As shown in the left-hand graph, the green line represents and overfitted model and the black line represents a regularized model. While the green line best follows the training data, it is too dependent on that data and it is likely to have a higher error rate on new unseen data, compared to the black line. For instance, as in the graph, we can see that the green line includes certain amounts of blue dots that are not supposed to be included (just like the range for the black line), in this way, those dots will be considered as error for new data sets.
(cannot generalize to other new models)

Training error is shown in blue, validation error in red. both as a function of the number of training cycles. If the validation error increases(positive slope) while the training error steadily decreases( negative slope) then a situation of overfitting may have occurred. The best predictive and fitted model would be where the validation error has its global minimum.

How can we improve KNN:

In model KNN, we have 2 variables: k and p that we can change. We can use gridSearch to change them, it can find all of the combination of k and p (k and p are both integer). We need to turn the parameter because we do not know which choice can produce the best result. The best score I get from my model is 87%, 9 neighbor which we first choice 5 neighbor.

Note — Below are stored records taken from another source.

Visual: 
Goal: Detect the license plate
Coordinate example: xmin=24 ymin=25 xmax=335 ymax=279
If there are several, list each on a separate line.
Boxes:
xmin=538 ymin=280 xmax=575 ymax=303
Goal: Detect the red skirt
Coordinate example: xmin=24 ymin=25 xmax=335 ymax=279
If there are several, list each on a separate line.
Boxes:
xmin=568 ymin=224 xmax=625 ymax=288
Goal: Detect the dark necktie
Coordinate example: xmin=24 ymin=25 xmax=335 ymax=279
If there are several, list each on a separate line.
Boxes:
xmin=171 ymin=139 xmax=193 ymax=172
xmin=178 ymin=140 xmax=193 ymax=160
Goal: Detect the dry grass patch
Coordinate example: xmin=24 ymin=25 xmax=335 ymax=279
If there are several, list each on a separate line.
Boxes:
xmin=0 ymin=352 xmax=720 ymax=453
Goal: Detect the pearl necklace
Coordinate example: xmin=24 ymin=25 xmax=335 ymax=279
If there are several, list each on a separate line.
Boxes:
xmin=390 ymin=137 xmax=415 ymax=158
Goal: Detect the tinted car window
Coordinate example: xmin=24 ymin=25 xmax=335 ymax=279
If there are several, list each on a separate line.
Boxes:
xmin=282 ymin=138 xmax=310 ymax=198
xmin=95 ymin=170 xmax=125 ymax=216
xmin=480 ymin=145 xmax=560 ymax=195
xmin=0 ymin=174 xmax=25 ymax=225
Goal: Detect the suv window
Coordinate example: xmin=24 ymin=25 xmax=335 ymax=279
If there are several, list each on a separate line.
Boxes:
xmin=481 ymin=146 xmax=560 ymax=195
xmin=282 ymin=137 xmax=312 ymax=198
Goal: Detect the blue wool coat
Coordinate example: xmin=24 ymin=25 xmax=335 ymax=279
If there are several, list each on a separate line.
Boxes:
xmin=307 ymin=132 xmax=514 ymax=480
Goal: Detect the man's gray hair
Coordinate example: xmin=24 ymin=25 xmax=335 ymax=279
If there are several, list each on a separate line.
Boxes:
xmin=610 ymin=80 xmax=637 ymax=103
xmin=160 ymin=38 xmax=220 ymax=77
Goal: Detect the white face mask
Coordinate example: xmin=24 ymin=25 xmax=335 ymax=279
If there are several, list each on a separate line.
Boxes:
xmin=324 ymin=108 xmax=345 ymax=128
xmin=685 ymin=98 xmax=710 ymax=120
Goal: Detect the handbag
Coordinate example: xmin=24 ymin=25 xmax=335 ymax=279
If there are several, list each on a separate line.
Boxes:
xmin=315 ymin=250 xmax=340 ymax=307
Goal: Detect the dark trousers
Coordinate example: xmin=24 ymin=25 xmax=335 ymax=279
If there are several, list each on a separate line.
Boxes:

How can we improve Logistic Regression:

We have 17 variables, by reducing some, we can get a bette result, since they might be a problem of overfitting. Also, for all data set now, we only did some data normalization, while it will not impact the result very dramatically. We can add some new variables, For instance, we final result will not be much related with Page Value, since it has the biggest correlation when we do feature selection. So there night not be much correlation between itself and the final result but the square or double square of it. So we can add a new variable, Page Value Square to process recursing feature selection, this will give us the most valuable variate.

Final Results:

best_score 0.876520681265
best_params {‘weights’: ‘uniform’, ‘p’: 2, ‘n_neighbors’: 9}
0.878345498783

In this project, I used KNN and Logistic Regression to predict online shoppers’ purchasing intension, I find the feature of the model by feature selection and data normalization. I tested several machine learning models by cross-validation. I uses bigger factors of variables to generate the best results. However, situation varies in different cases, each model has own limitation. Where as in this project, since all variables are a one to one relationship with “revenue”, the correlation coefficient is one. The result of the model has a best score of 0.876529681265, which indicates the average rate is approximately 87.8%.

With the progressing of this research, I not only learned knowledge of machine learning in lecture, but also improved my ability to understand, program code and to do researches. I learn how to expend my thoughts based on an idea and the way to further assists the idea with knowledge learned according to teachers. This project also benefits me in my school computer science course, enable me to do further explore base on this topic.

citation:

Sakar, C. Okan, et al. “Real-time prediction of online shoppers’ purchasing intention using multilayer perceptron and LSTM recurrent neural networks.” Neural Computing and Applications 31.10 (2019): 6893-6908.